After an interminable tram ride, I was told that Noeninckx was completely unknown at the address he'd given. (…)
Delaforge lived in a very different part of town, in a garret, I think, because the stairs didn't go any further.

Laarmans doesn't mention any addresses, which is in itself unremarkable, since Noeninckx and Delaforge are never mentioned again. However, in chapter XXI, just after Laarmans has decided to give up the cheese business, he receives an order form from his representative in Bruges, René Viaene. Laarmans then looks up Viaene's application, which read as follows (page 125):

I'll try and sell a bit of cheese. Yours sincerely, René Viaene, Rozenhoedkaai 17, Bruges.

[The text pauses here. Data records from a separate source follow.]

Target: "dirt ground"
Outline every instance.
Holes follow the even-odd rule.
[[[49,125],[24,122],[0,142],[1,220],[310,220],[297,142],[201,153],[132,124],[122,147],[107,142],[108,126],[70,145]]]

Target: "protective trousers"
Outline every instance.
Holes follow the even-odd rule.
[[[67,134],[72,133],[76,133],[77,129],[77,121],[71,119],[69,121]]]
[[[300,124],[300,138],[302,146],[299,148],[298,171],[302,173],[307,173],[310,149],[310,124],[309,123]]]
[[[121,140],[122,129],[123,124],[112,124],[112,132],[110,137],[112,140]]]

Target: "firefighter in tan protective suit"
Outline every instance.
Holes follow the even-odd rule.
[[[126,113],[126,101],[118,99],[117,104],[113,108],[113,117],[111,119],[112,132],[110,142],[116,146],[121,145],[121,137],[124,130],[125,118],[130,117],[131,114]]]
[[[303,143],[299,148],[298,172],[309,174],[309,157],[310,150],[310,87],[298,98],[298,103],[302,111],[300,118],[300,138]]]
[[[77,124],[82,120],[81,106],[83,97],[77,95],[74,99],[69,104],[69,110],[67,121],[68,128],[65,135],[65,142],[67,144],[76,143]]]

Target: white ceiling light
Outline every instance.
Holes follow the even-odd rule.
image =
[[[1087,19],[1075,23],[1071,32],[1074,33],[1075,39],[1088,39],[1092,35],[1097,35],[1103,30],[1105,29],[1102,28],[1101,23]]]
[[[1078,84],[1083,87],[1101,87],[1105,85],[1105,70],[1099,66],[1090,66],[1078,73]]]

Like Noeninckx and Delaforge, Viaene is never mentioned again in the novel. This raises the question why Elsschot makes sure his address is mentioned explicitly. He does this only for Laarmans's own address and Viaene's. What makes Viaene's address so special?

1 Answer 1


De Rozenhoedkaai is a real location in Bruges (and frequently photographed by tourists).

Rozenhoedkaai at dusk, with the illuminated façades and the dark blue sky reflected in the water
(View from Rozenhoedkaai, blue hour. By Arcalino. Wikimedia Commons, CC BY-SA 3.0.)

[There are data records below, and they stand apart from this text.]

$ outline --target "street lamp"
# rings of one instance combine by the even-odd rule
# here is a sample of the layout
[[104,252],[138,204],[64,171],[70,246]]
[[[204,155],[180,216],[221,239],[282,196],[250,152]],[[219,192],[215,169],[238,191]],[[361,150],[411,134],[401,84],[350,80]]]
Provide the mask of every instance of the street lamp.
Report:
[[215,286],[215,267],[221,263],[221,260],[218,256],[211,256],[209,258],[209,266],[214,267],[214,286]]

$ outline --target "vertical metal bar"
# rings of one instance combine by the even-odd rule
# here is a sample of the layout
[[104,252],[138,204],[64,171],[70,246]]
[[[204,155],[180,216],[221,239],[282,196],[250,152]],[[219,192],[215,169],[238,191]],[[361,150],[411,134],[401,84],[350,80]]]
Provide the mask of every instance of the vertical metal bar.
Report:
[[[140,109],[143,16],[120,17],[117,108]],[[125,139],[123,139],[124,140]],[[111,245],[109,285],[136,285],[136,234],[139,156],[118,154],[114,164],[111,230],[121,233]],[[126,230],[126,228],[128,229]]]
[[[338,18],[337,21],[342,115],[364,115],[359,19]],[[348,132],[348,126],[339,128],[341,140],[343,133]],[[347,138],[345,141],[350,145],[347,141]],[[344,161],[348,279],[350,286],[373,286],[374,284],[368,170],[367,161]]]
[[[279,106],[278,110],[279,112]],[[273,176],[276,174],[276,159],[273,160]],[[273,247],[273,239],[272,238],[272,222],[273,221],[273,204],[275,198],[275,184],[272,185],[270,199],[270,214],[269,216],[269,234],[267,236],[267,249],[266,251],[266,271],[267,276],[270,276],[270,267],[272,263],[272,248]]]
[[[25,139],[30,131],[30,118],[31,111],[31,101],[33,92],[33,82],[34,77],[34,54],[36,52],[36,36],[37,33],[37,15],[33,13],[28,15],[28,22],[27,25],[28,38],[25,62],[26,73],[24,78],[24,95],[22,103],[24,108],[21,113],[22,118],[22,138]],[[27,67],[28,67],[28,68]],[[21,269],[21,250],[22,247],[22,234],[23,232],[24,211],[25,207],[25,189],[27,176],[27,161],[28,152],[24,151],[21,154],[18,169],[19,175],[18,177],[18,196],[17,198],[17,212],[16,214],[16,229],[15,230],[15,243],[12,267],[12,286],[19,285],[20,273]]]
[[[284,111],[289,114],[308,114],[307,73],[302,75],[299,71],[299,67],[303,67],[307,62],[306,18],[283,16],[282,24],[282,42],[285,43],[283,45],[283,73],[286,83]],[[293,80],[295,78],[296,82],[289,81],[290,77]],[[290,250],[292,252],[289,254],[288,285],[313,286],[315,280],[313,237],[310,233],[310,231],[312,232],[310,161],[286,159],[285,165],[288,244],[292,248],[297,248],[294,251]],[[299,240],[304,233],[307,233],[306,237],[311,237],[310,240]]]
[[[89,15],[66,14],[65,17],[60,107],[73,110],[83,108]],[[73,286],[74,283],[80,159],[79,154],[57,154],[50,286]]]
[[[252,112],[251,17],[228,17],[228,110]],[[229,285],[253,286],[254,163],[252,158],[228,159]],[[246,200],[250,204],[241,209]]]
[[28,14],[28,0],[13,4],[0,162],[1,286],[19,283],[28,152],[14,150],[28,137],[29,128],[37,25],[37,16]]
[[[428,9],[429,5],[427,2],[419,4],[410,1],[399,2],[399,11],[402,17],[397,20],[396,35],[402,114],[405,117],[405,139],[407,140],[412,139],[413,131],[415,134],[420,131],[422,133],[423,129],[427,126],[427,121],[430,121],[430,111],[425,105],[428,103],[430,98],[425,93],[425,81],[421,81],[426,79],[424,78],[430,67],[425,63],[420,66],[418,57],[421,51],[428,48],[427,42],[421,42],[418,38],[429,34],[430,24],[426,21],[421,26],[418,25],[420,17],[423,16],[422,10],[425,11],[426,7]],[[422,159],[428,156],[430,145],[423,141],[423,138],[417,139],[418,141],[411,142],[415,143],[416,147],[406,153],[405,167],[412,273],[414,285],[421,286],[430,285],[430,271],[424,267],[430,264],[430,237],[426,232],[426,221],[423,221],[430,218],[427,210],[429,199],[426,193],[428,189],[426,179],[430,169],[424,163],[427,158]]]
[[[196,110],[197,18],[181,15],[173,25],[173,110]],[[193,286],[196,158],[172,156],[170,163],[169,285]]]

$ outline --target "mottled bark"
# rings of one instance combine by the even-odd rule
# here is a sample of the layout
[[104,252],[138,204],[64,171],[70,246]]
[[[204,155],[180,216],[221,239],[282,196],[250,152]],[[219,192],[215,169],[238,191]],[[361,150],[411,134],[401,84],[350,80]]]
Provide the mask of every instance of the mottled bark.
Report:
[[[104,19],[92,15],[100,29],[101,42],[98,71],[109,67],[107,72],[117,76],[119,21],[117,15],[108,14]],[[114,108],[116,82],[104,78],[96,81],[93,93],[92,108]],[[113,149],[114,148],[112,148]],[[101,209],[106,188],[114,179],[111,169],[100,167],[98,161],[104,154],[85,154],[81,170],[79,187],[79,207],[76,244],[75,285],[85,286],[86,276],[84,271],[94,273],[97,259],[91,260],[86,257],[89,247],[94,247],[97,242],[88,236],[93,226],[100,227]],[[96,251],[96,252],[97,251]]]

In Georges Rodenbach's novel Bruges-la-Morte (1892), the main character, Hugues Viaene, lives on the Rozenhoedkaai. The novel's first chapter says (emphasis mine),

Hugues Viane se disposa à sortir, comme il en avait l’habitude quotidienne à la fin des après-midi. Inoccupé, solitaire, il passait toute la journée dans sa chambre, une vaste pièce au premier étage, dont les fenêtres donnaient sur le quai du Rosaire, au long duquel s’alignait sa maison, mirée dans l’eau.


Hugues Viane prepared to go out, as was his daily habit at the end of the afternoon. Unoccupied, solitary, he spent the whole day in his bedroom, a large room on the first floor, whose windows overlooked the Rozenhoedkaai, along which his house was lined up, reflected in the water.

The journalist Johan Anthierens seems to have been the first to discover this allusion, which he mentioned in his book Willem Elsschot. Het Ridderspoor (Meulenhoff/Kritak, 1992, page 116).